La Cina, che riceve metà delle sue importazioni di petrolio dal Golfo Persico, sta lottando contro il crollo del mercato immobiliare e la sua crescita più debole in quasi tre decenni.
Per contro, gli Stati Uniti hanno confuso i previsori con la loro forte crescita. Da luglio a settembre, l’economia è cresciuta a un tasso annuo di poco inferiore al 5%, grazie al rallentamento dell’inflazione, alle scorte di risparmio e alle robuste assunzioni.
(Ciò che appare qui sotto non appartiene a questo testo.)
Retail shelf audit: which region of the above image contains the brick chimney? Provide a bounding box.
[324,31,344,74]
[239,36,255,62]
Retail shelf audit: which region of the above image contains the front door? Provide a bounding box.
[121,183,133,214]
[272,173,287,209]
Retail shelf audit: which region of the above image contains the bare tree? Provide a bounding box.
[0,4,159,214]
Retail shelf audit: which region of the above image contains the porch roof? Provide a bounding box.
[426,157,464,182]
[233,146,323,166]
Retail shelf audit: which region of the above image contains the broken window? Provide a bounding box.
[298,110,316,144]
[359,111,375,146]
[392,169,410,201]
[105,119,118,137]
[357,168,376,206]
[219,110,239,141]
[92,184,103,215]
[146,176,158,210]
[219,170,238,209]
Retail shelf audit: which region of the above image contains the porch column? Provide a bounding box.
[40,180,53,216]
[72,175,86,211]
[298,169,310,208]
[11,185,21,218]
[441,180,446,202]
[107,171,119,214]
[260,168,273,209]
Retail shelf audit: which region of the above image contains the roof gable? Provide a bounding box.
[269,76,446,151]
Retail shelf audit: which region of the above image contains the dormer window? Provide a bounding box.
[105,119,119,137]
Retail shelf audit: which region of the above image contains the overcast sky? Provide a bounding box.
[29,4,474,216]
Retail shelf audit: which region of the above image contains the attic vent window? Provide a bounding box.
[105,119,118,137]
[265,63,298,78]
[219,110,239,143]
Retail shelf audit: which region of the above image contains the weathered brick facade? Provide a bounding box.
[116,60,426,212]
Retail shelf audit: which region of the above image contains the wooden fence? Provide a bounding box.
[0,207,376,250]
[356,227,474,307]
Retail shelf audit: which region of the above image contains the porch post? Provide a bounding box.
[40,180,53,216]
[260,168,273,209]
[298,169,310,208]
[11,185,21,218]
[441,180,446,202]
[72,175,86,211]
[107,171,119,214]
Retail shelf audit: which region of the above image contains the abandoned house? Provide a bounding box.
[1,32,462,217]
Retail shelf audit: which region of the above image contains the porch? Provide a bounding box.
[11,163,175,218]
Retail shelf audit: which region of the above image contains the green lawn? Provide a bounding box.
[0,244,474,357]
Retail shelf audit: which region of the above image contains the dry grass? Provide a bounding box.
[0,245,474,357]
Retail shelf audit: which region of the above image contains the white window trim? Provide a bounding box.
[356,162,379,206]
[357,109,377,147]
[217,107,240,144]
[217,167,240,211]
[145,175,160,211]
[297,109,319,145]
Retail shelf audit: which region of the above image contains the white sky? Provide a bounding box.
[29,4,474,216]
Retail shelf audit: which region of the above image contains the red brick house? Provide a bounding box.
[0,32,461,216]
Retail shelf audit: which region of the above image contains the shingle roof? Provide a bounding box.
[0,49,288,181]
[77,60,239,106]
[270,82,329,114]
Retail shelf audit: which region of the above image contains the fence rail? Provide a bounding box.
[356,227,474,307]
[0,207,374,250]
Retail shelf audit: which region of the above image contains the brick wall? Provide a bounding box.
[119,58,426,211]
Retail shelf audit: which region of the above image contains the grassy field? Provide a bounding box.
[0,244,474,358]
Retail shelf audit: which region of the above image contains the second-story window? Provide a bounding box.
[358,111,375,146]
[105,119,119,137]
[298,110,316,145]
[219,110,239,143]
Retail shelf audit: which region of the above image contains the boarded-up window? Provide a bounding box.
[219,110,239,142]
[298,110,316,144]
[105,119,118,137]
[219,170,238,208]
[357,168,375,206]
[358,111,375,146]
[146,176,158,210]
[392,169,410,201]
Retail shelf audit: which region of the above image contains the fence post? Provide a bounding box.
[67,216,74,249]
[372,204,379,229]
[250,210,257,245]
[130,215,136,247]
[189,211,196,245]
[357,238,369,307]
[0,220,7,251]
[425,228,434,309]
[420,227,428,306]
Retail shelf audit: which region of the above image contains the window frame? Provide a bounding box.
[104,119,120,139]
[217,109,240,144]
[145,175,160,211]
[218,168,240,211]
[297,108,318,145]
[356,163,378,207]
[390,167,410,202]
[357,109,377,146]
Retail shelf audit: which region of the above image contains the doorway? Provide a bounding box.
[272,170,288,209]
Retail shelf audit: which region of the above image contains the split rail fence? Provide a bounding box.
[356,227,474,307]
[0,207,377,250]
L’India, sostenuta da consumatori entusiasti, è sulla buona strada, con una crescita stimata del 6,3% nell’anno fiscale in corso.
L’AFRICA SUBSAHARIANA
La regione con le prospettive più fosche è l’Africa subsahariana, dove, anche prima dello scoppio dei combattimenti in Israele e a Gaza, si stimava che la produzione totale di quest’anno sarebbe scesa del 3,3%. I redditi nella regione non sono aumentati dal 2014, quando i prezzi del petrolio sono crollati, ha dichiarato M. Ayhan Kose, che supervisiona il rapporto annuale Global Economic Prospects della Banca Mondiale.
“L’Africa subsahariana ha già vissuto un decennio perduto”, ha dichiarato in un’intervista. Ora “pensa a un altro decennio perduto”.
Per quanto riguarda i mercati energetici, qualcosa che “accade in Medio Oriente non rimarrà in Medio Oriente”, ha aggiunto. “Avrà implicazioni globali”.